Novartis launched the novel antibiotic, Cubicin (daptomycin), for treating serious bloodstream and right-sided infective endocarditis infections caused by methicillin-sensitive and resistant Staphylococcus aureus (MSSA and MRSA) in the UK today. Already approved to treat complicated skin and soft tissue infections (cSSTI) caused by Staphylococcus aureus and other Gram positive bacteria, the new indications will address the growing incidence of bacteraemia which is associated with serious complications, including endocarditis in 30-40% of cases. MRSA is a frequent cause of bacteraemia, which affects over 7,000 people in the UK each year.
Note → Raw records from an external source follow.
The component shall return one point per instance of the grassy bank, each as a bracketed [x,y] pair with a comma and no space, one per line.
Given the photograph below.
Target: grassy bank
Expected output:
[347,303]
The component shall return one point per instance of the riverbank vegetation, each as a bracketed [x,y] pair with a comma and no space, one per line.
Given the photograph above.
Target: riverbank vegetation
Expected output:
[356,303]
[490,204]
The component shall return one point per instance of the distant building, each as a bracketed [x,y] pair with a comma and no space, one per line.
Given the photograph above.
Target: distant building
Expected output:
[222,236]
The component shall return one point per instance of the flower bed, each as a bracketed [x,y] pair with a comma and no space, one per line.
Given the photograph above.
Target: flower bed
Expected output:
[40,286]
Cubicin, the first in the class of cyclic lipopeptides, is rapidly bactericidal, unlike most other antibiotics used to treat MRSA which prevent growth of bacteria rather than killing the infection. Its mode of action means there is no cross resistance to existing classes of antibiotics and that resistance may be slow to emerge.
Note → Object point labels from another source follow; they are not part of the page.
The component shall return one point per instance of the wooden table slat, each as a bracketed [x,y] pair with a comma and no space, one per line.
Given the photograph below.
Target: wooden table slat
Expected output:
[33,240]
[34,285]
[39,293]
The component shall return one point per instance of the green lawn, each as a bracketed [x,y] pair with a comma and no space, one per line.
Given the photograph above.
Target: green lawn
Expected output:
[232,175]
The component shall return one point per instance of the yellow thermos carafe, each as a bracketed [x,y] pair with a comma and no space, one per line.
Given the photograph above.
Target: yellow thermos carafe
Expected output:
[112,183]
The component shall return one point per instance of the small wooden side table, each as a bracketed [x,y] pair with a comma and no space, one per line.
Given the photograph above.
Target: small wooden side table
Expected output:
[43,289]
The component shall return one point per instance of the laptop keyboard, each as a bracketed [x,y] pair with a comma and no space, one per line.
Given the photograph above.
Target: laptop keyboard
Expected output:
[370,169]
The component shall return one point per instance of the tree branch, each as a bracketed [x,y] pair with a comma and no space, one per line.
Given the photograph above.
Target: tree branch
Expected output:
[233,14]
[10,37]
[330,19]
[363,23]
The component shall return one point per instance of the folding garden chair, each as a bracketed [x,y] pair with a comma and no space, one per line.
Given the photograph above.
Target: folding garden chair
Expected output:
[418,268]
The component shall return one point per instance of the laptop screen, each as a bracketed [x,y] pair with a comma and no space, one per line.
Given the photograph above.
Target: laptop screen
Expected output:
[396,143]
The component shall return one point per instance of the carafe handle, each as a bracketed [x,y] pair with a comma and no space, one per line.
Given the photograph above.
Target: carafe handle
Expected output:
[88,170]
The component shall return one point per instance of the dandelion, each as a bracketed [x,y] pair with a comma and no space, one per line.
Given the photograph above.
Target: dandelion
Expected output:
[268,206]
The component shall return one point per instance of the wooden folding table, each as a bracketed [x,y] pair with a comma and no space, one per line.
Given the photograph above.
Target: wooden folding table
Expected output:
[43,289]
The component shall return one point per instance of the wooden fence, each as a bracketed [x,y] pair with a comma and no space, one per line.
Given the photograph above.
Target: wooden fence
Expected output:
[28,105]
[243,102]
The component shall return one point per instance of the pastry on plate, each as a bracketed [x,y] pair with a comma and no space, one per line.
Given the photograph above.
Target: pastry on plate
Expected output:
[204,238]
"Serious staphylococcal infections are extremely challenging for hospital specialists to treat, with about 40% in the UK now resistant to first line therapy," commented Dr Andrew Seaton, consultant in infectious diseases at Gartnavel General Hospital in Glasgow. "Daptomycin is a fast acting agent in these potentially difficult situations and is well tolerated by patients. This is an extremely important and welcomed development in the battle against serious MRSA infection."
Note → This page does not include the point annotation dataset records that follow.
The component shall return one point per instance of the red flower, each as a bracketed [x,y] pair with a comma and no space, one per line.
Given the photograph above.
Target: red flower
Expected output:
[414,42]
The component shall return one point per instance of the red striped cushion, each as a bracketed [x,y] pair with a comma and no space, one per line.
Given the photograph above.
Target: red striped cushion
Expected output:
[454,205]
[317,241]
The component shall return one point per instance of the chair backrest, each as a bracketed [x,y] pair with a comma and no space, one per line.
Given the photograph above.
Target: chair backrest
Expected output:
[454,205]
Cubicin has been shown to be as effective as vancomycin, the current first line treatment for MRSA, achieving a clinical success rate of 69% compared with 67% for vancomycin. The new antibiotic also has faster onset of action than alternative treatments, with potential to reduce morbidity and mortality resulting from delaying treatment of MRSA. In clinical trials 63% of patients were successfully treated with Cubicin in seven days compared with 33% treated with comparator antibiotics. It also has a favourable safety and tolerability profile with more creatinine phosphokinase elevations but significantly fewer renal side-effects compared with other treatments. The once-daily dosing and no requirement for serum drug monitoring has potential to simplify the management of patients with complicated infections.
Novartis received extended approval of Cubicin for the bacteraemia and heart indications in the EU last month. The UK is the first European launch for the new indications, with introduction in Germany planned next. Cubicin was approved in the UK for use in cSSTIs in March 2006 and received a positive recommendation from the Scottish Medicines Consortium (SMC) for this indication in the same month. Although more expensive than vancomycin at £62 for 350mg and £88.50 for 500mg, Cubicin was deemed to be cost-effective by the SMC, taking into consideration the costs involved in dose adjustment required with vancomycin.